Une autre des solutions pour EasyJet serait de suivre l’exemple de Norwegian Air, qui n’appartient pas à l’Union Européenne mais qui bénéficie d’une dérogation sur sa licence (CTA) lui permettant d’opérer à l’intérieur de ces frontières. Cependant, il est important de noter que la Norvège appartient à l’espace économique européen (qui comprend tous les pays de l’UE ainsi que l’Islande, Liechtenstein et la Norvège) et qu’il est de plus en plus improbable que le Royaume-Uni soit un membre du marché unique après le Brexit.

Une chose est sûre, pour EasyJet, il est primordial que les négociations concernant le Brexit se passent bien. Dans le cas contraire, des concessions devront être faites afin de conserver son activité concentrée en UE.

 

Ryanair, prête à faire le nécessaire

Au lendemain de l’annonce du brexit : le cours de la bourse de Ryanair plonge de 12%.

Ryanair reçoit les mêmes avertissements que son concurrent EasyJet. Cependant, les conséquences du Brexit et les réponses que devront trouver le groupe seront différentes.
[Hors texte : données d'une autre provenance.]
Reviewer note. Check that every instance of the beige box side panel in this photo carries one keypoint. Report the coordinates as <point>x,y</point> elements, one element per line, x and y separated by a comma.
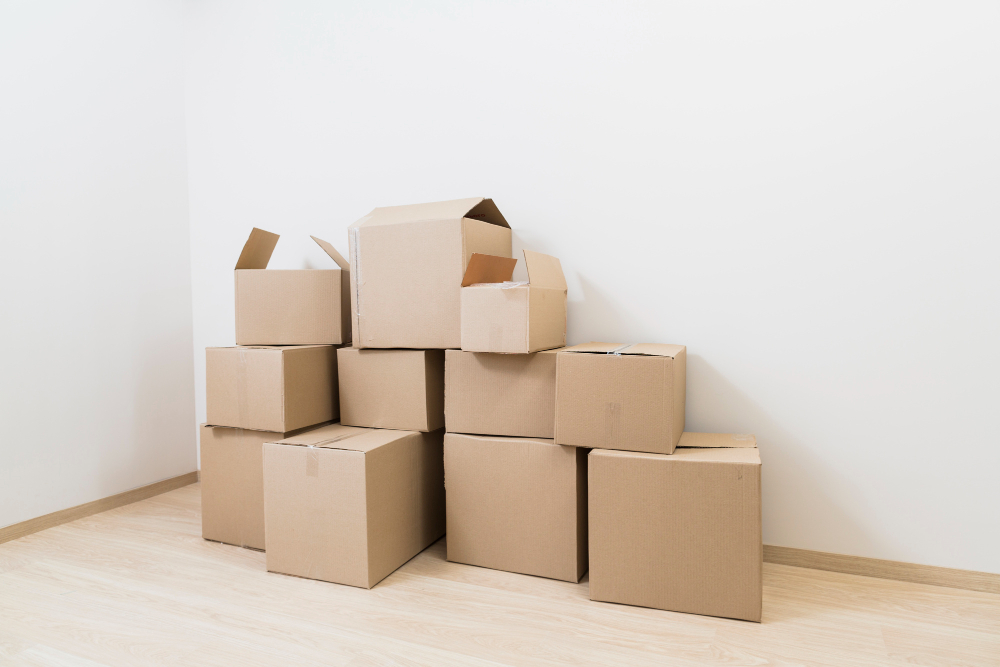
<point>500,394</point>
<point>408,277</point>
<point>311,392</point>
<point>495,320</point>
<point>382,388</point>
<point>682,536</point>
<point>405,491</point>
<point>300,307</point>
<point>482,237</point>
<point>244,388</point>
<point>546,318</point>
<point>613,402</point>
<point>315,514</point>
<point>513,505</point>
<point>232,485</point>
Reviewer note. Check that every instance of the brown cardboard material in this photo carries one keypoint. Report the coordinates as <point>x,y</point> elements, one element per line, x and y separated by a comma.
<point>407,264</point>
<point>500,394</point>
<point>399,389</point>
<point>232,484</point>
<point>512,317</point>
<point>679,532</point>
<point>275,389</point>
<point>351,505</point>
<point>517,504</point>
<point>627,397</point>
<point>298,307</point>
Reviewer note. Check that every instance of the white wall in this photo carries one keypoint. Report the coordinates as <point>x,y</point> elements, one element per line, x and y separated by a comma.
<point>96,381</point>
<point>806,196</point>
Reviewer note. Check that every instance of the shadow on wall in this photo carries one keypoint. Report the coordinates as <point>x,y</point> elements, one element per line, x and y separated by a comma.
<point>799,488</point>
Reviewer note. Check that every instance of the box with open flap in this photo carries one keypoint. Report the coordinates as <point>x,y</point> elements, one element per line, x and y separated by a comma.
<point>614,396</point>
<point>407,264</point>
<point>290,307</point>
<point>350,505</point>
<point>499,315</point>
<point>679,532</point>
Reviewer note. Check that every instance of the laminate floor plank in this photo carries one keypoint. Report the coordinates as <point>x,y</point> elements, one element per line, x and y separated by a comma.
<point>138,585</point>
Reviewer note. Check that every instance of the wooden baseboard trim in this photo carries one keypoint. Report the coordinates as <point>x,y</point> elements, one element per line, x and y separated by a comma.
<point>30,526</point>
<point>884,569</point>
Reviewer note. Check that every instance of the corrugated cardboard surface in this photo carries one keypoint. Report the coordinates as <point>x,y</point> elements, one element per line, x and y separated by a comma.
<point>500,394</point>
<point>517,504</point>
<point>679,532</point>
<point>407,264</point>
<point>623,397</point>
<point>275,389</point>
<point>351,505</point>
<point>300,307</point>
<point>400,389</point>
<point>232,484</point>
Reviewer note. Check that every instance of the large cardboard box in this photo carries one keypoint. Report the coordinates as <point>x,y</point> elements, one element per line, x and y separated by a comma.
<point>351,505</point>
<point>407,264</point>
<point>276,389</point>
<point>679,532</point>
<point>298,307</point>
<point>513,317</point>
<point>400,389</point>
<point>628,397</point>
<point>517,504</point>
<point>500,394</point>
<point>232,484</point>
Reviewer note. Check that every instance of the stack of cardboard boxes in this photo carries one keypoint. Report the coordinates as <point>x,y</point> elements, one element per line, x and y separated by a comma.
<point>460,411</point>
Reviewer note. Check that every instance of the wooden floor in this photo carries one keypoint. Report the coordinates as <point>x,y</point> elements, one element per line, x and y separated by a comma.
<point>138,586</point>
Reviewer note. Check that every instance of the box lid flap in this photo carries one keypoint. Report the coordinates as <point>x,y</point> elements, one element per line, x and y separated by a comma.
<point>477,208</point>
<point>544,270</point>
<point>257,251</point>
<point>488,269</point>
<point>332,252</point>
<point>713,440</point>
En effet, la grande différence entre les deux réside dans le fait que Ryanair est une compagnie Irlandaise. La compagnie ne semble donc pas concernée par la sortie de son voisin de l’UE et sa position était claire sur le sujet : elle était anti-brexit. Elle a d’ailleurs déjà gelé les embauches au Royaume Uni où elle a 13 bases

Cela étant dit, une grande partie de la flotte de Ryanair est basée eu Royaume Uni puisque 40 des 400 avions opèrent des vols depuis et vers 19 aéroports britanniques (tels que Stansted, Glasgow et Belfast). De plus, la question pour elle de rassembler la majorité de ses actionnaires dans l’Union se pose. Une grande partie de son actionnariat est composée d’institutions basées au Royaume-Uni. Alors, une fois que le Royaume-Uni quittera l’Union européenne, le pourcentage de propriétaires basés dans l’UE au registre de Ryanair pourrait chuter.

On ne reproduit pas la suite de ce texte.